Michelle Wright’s short stories have won several awards including The Age, Alan Marshall and Grace Marion Wilson. They have been published in many Australian and international anthologies and journals. She has been awarded a Writers Victoria Templeberg Fellowship, A Faber Academy scholarship and was a 2015 Laughing Waters Artist-in-Residence. Her short story collection, Fine, was shortlisted for the Victorian Premier’s Award for an Unpublished Manuscript. It will be published by Allen and Unwin in 2016, along with her debut novel in 2017.
Reviews and Press
The volume’s abundance means it is best read slowly or intermittently to savour each story’s intricacy and craft. Margaret River Press’ commitment to showcasing Australian writers deserves support. Editor Laurie Steed describes the ‘right’ short stories as ones that ‘sear their mark upon one’s soul’. Repeatedly, this collection does that.
Joanne Shiells was formerly a retail book buyer and an editor of Books+Publishing. Four Stars.
‘While the anthology is always a good read, this year’s collection – Shibboleth and Other Stories – is particularly impressive. Perhaps more than most years, the 2016 anthology embodies a small number of distinct themes, although several stories cross thematic categories.’ Fiction Craft
In this well-shaped collection, editor Laurie Steed has nestled the diverse work of emerging and established writers comfortably together. He says that the 24 stories chosen for the anthology ‘uniformly took risks, presenting new scenarios, vulnerable protagonists, and a willingness to think outside of the box’. There’s also a thread of darkness running through them—so pace yourself in your reading or you could easily feel overwhelmed.

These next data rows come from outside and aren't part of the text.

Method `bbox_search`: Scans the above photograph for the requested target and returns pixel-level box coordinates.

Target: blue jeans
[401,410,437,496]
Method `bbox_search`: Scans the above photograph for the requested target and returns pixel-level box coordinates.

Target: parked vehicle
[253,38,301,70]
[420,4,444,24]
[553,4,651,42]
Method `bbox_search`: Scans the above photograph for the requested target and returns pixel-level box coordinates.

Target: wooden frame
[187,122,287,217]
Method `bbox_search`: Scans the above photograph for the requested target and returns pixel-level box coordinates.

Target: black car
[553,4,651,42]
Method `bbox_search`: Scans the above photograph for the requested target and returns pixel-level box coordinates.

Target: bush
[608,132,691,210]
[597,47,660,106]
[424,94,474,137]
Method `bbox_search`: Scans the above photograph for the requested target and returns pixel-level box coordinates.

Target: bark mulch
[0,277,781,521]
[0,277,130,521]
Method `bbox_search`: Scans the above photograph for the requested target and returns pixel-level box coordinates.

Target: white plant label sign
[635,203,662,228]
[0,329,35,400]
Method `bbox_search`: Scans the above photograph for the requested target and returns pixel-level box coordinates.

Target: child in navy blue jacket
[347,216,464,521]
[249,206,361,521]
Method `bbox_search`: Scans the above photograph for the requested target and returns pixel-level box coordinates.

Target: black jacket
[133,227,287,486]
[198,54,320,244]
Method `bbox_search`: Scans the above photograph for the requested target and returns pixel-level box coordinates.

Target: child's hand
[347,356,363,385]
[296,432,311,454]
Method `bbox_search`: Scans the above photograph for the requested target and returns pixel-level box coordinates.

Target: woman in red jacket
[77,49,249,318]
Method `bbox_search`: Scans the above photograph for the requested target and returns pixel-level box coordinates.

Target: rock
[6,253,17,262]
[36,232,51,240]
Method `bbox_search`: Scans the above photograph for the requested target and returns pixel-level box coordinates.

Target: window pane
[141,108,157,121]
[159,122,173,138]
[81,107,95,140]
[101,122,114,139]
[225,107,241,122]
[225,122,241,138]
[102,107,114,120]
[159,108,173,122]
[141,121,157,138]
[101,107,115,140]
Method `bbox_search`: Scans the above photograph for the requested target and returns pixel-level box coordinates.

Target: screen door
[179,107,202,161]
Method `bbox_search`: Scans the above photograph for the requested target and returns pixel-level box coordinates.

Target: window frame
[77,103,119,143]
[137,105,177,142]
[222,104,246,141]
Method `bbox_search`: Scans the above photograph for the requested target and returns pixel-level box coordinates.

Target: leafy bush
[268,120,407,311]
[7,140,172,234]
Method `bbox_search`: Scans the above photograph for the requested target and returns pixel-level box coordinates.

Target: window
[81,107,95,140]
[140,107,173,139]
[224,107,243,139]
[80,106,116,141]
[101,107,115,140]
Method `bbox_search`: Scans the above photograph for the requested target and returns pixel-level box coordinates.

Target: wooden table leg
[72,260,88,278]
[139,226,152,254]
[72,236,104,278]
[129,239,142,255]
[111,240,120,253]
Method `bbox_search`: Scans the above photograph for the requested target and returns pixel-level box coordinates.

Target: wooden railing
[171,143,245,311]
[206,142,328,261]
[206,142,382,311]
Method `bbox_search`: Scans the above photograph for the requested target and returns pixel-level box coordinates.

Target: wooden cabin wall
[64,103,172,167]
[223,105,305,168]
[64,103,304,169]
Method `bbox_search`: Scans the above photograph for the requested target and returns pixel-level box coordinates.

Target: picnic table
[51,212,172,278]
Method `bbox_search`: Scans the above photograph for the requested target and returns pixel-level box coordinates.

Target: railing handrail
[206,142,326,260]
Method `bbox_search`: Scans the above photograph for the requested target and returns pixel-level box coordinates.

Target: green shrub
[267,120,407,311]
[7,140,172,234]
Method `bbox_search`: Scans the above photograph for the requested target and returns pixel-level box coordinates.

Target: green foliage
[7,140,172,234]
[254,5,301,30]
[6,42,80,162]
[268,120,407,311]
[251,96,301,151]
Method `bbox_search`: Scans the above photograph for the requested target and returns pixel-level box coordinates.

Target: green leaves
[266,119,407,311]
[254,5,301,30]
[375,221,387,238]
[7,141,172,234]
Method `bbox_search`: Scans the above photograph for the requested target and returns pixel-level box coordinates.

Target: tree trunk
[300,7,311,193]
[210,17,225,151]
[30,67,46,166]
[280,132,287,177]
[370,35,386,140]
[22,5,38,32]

Margaret River Press is a small press that produces good-looking books and this one showcases a wealth of Australian talent. It should be pondered with relish. a bigger brighter world
‘In just a few sittings, Shibboleth took me around the world, into lives I’d never heard of. It introduced me to characters both sympathetic and not, and to writers I can’t wait to hear more from (Magdalena McGuire and Cassie Hamer, I’m looking at you!). It pivoted gracefully around the chasm introduced in Jo Riccioni’s title story, and made me consider the turning points and breaks in my own life.’ Sam van Zweden
“Many of the stories are built around powerful central images that linger long after you turn the last page.” - Julie Koh in her Sydney launch speech.
“Shibboleth and other stories is a collection worth celebrating and worthy of enduring.” - Nathan Hobby in his Perth launch speech.